Due temi, due grandi colossi che in genere si combattono: è compito delle istituzioni far vedere di essere presenti insieme alla parte sana, può essere di qualsiasi estrazione, da quella religiosa a quella laica a quella sportiva: il punto è dare delle alternative, delle opportunità ai nostri ragazzi e far vedere che c’è un modo diverso di crescere, c’è un modo sano per far ridecollare le nostre periferie.

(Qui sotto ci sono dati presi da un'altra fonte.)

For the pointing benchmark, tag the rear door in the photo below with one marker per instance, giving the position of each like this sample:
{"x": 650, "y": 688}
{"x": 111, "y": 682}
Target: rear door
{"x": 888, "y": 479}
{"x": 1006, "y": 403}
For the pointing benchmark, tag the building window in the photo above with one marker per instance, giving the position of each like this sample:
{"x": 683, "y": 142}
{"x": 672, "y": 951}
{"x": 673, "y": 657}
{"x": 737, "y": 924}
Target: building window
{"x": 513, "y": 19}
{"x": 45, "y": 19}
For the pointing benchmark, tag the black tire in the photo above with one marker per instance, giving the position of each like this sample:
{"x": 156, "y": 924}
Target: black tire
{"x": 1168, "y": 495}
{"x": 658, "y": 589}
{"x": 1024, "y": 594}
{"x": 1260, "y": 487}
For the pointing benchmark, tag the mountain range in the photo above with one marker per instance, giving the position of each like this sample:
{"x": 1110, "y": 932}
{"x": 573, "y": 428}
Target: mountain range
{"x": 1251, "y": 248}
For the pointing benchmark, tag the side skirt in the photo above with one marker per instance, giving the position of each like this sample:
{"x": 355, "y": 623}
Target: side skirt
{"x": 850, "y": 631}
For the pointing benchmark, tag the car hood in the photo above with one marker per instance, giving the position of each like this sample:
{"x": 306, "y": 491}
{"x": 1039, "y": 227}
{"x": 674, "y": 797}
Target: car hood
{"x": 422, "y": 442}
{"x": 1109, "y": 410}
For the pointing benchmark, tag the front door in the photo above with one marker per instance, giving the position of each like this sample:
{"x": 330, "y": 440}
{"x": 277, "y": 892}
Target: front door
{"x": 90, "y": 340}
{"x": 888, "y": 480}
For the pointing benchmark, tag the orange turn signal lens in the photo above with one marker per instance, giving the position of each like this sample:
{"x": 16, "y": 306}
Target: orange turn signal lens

Roma è una città complicata. È la città sicuramente più complicata d’Italia; dentro Roma c’entrano sette/otto medie grandi città italiane come se prendessimo una scatola, che è Roma e ci mettessimo dentro Milano, Torino, Firenze, Napoli, tutte lì dentro.
Ed è questo uno dei problemi: non esiste un vero decentramento e tutto ciò è difficile da governare. Roma è formata da centinaia di microcittà, e la ricetta per governarla è quella di fare in modo che quelle microcittà siano comunità, città-comunità, e pertanto mettere insieme i pezzi, dai commercianti a tutte le parti sane di quel territorio. Per creare comunità non c’è un’altra ricetta, ed è per questo che Roma non può essere equiparata ad altre città italiane; dovrebbe avere gli stessi poteri che hanno Londra, Parigi, e le grandi città europee, che hanno un decentramento e dei poteri particolari che consentono di governare al meglio questa massa un po’ problematica e informe, ma nello stesso tempo meravigliosa che è Roma.
Solo alcuni dati: le strade manotenute dal Comune di Roma sono pari a 5500 chilometri, in pratica le stesse di tutta la Lombardia. Questo per far capire quanto sia complicata Roma e quanto lo siano le periferie (ce lo dice anche Salvatore Monni con Mappa Roma). Con tutto quello che sta avvenendo in questo periodo è fisiologico che man mano la vita esca dal centro, si trasformi e vada sempre più in periferia. È per questo che occorre riprendere un po’ l’insegnamento di Petroselli; bisogna rimboccarsi le maniche, rimettere insieme i pezzi, dare delle opportunità. Adesso, con il recovery, immagino che probabilmente ci saranno delle opportunità. Se ci saranno, bisognerà coglierle fino in fondo e in questo dare un grande supporto a chi ci mette la faccia, a chi ci mette impegno: penso alle tante maestre, insegnanti, presidi, anche poliziotti di quartiere – là dove ci sono -, che fanno un grande lavoro. Io credo che sia questo il grande lavoro da fare, seguendo un po’ l’insegnamento di quelle che sono state le buone pratiche anche amministrative, ma non solo.
Kennedy diceva: «Non chiederti quello che lo Stato può fare per te, ma cosa tu puoi fare per lo Stato».
È un doppio passo. Le amministrazioni debbono avere il coraggio e l’umiltà di avvicinarsi in maniera sana, non strumentale, alle periferie e, allo stesso tempo, i rappresentanti, i cittadini delle periferie credere, se trovano appunto uno sfondo giusto e una prospettiva affidabile, di rimboccarsi le maniche e ripartire.
Lo dicevamo prima, le periferie hanno dei problemi soprattutto quando l’urbanistica è sbagliata; io credo che l’architettura abbia un senso quando ascolta il territorio e si cala nelle radici del territorio per cui viene pensata. Un mio amico ama ripetere che un architetto dovrebbe, per legge, vivere dieci anni nel luogo che ha progettato. Credo che sia una buona soluzione, perché poi esistono quei luoghi grigi, grigi anche di colore, che avrebbero bisogno di colore, e che invece stanno facendo danni importanti; pertanto questo lavoro di riattivismo, di ricreare un clima sano nelle periferie parte da tutti.
È una cosa che dovremmo fare tutti, architetti compresi.